My black face fades,
hiding inside the black granite.
I said I wouldn’t,
dammit: No tears.
I’m stone. I’m flesh.
My clouded reflection eyes me
like a bird of prey, the profile of night
slanted against morning. I turn
this way – the stone lets me go.
I turn that way – I’m inside
the Vietnam Veterans Memorial
again, depending on the light
to make a difference.
I go down the 58,022 names,
half-expecting to find
my own letters like smoke.
I touch the name Andrew Johnson;
I see the booby trap’s white flash.
Names shimmer on a woman’s blouse
but when she walks away
the names stay on the wall.
Brushstrokes flash, a red bird’s
wings cutting across my stare.
The sky.
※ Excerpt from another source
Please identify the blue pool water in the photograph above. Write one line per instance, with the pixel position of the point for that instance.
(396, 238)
A plane in the sky.
A white vet’s image floats
closer to me, then his pale eyes
look through mine. I am a window.
He’s lost his right arm
inside the stone. In the black mirror
a woman’s trying to erase names:
No, she’s brushing a boy’s hair.

poetrymonth

April is National Poetry Month and every day the peaceCENTER will be posting a poem about walls, fences, edges, borders. . . you get the idea. Walls that separate us, protect us, define us, challenge us . . . we collected these poems for our Walls Symposium in 2009.

Yusef Komunyakaa (born in 1941) is an American poet who teaches at New York University and is a member of the Fellowship of Southern Writers. He is a recipient of the 1994 Pulitzer Prize for Poetry.